SMITHSON: Yes. Well, a lot of the galleries hadn't opened yet. I was very much intrigued by Dick Bellamy's gallery-the Hansa Gallery. When I was still going to the Art Students League I used to drop around the corner to see Dick Bellamy. He was very encouraging. Also in the late fifties I moved to Montgomery Street; there I was living about three blocks from Dick Bellamy. He was the first one to invite me to an actual opening. I believe it was an Allan Kaprow opening at the Hansa Gallery. At the time I was trying to put together a book of art and poetry with Allan Graham (Which never manifested itself) so Dick had suggested that I go to see these new young artists Jasper Johns and Rauschenberg. I remember having seen their work at The Jewish Museum in a small show. And also in this book I wanted to include comic strips. I was especially interested in the early issues of Mad magazine-"Man Out of Control". Then there was an artist who was interesting, somebody who had a kind of somewhat psychopathic approach to art; his name was Joseph Winter and he was showing at the Artists Gallery; I wanted to include him. I also met Allen Ginsberg sand Jack Kerouac at that time. I met lots of people through Dick Bellamy. Let me see what else. I worked at the Eighth Street Bookshop too.
CUMMINGS: Oh, really? When was that?
SMITHSON: I would say in 1958, I think right about that period, give or take a year.
CUMMINGS: To kind of go back a bit, who did you study with at the League?
SMITHSON: Oh, John Groth, who was an illustrator.
CUMMINGS: How did you select him?
SMITHSON: Well, you see, I could only go on Fridays. I also studied with somebody named Bove during the week. But I just selected him - he had a sort of loose way of drawing and I was interested in drawing. In the early years of high school I had ideas of being an illustrator of some sort. 
CUMMINGS: Making it a useful paying career.
SMITHSON: Yes. But John Groth was worthwhile teacher and he had a good sense of composition. I always did my work at my home. I did sketching from models and things at the League, but basically I did all my work at home. I worked in caseins. I still have some of those works from that period.
CUMMINGS: How did your family like this development?
SMITHSON: They didn't like it. 
CUMMINGS: There was no encouragement? 
SMITHSON: Well, you know, they just didn't see it as a paying enterprise. They saw it as a rather questionable occupation, Bohemian, you know, that sort of thing. Although my great-grandfather was a rather well-known artist around the turn of the century. He did interior plaster work in all the major municipal buildings in New York: the Museum of Natural History, the Metropolitan; he did the entire subway system. 
CUMMINGS: What was his name?
SMITHSON: His name was Charles Smithson.

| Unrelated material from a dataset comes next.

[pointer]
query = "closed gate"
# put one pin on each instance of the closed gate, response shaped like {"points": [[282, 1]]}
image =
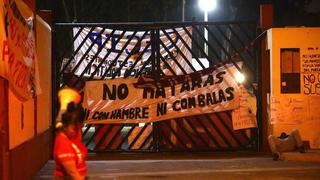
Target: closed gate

Well, of course since then all the work has been torn out of the subways. I guess it was of the period that Lewis Mumford called "The Brown Decade"; you know, that kind of work. There was an article written about him in an old journal from around 1900. He was also involved in sort of public art. My grandfather worked with him for a while, but then the unions came in and that sort of craft work went out and prefab work came in. Then the Depression wiped out my great-grandfather and my grandfather who was sort of a poet actually -
CUMMINGS: What was his name?
SMITHSON: His name was Samuel Smithson. Incidentally, there was somebody at Columbia who claimed that all the Smithsons were related to the founder of the Smithsonian Institution, as a matter of fact. 
CUMMINGS: Well, you see how small the world is.

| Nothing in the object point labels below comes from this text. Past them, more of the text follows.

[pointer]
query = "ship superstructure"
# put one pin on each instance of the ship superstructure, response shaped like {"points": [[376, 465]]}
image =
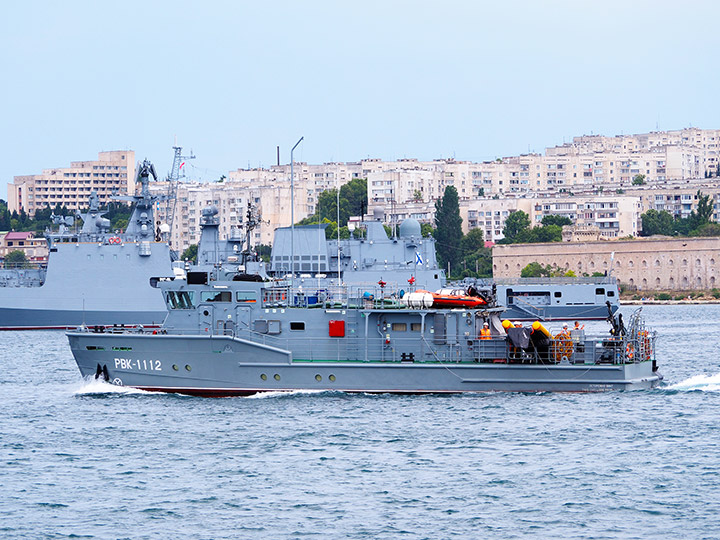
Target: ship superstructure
{"points": [[94, 275]]}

SMITHSON: But I don't know about that.
CUMMINGS: It's only two hundred years ago.
SMITHSON: Well, he had no offspring. I don't know - I never could understand it but this man whose name is I.M.Smithson is working at Columbia on all of the Smithsons, and how they're related to the Smithsonian one. As a matter of fact, he called me up as a result of the flyer from the Artists Gallery which one of the students gave him. But I never heard anything more about that.

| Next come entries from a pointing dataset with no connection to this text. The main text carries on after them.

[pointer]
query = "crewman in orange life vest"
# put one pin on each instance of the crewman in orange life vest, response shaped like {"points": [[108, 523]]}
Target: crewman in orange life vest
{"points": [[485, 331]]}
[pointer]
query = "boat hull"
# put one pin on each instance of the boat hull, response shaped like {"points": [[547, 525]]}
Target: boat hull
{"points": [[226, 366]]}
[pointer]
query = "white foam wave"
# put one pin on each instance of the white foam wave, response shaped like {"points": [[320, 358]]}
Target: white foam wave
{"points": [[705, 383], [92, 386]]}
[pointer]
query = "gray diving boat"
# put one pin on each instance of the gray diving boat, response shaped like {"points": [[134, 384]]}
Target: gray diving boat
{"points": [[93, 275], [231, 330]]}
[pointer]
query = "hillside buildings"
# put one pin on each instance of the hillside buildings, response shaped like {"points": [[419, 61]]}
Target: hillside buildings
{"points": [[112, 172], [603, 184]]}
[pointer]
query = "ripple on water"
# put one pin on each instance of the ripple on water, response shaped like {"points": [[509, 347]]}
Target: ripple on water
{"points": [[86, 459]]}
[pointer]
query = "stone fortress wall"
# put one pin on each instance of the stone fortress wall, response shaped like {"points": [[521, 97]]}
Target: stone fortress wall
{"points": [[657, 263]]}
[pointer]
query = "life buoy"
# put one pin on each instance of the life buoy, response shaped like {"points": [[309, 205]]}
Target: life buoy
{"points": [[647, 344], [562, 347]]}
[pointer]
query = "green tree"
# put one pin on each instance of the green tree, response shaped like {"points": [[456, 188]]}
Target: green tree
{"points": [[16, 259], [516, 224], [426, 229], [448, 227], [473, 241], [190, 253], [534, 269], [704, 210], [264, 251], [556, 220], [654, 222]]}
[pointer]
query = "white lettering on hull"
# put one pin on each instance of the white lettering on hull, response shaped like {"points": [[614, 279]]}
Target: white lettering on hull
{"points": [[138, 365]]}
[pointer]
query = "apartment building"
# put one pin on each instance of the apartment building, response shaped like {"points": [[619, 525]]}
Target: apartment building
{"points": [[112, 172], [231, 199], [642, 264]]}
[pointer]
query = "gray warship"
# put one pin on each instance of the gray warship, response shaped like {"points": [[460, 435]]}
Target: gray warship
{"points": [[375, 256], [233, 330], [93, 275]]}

CUMMINGS: He may well be up there digging away somewhere.
SMITHSON: Right. My father worked for Auro-lite. I do remember some interesting things that he used to bring home - like films - where they had all these car parts sort of automated, you know, like marching spark plugs and marching carburetors and that of thing. It's very vivid in my mind. Later on he went into real estate and finally into mortgage and banking work. He just never had the artistic view. On my mother's side I'm Middle European of diverse origins, I suppose mainly Slavic.
CUMMINGS: Well, what happened? You had this exhibition at the Artists Gallery. Did that help your parents' interest in your work?
SMITHSON: Yes. Well, they came to see it and try to understand what their son was getting into. They've always been sympathetic. I mean they're really pretty good to me - I had a brother who died before I was born. My father did take me on trips. Actually, no looking back on it, he did have real sense of a kind of, you know, American idea of the landscape, but in an American way; I mean he loved to travel. He hitchhiked around the country, rode the rails and everything when he was younger; he sort of had a feeling for scenic beauty, but couldn't understand modern art. 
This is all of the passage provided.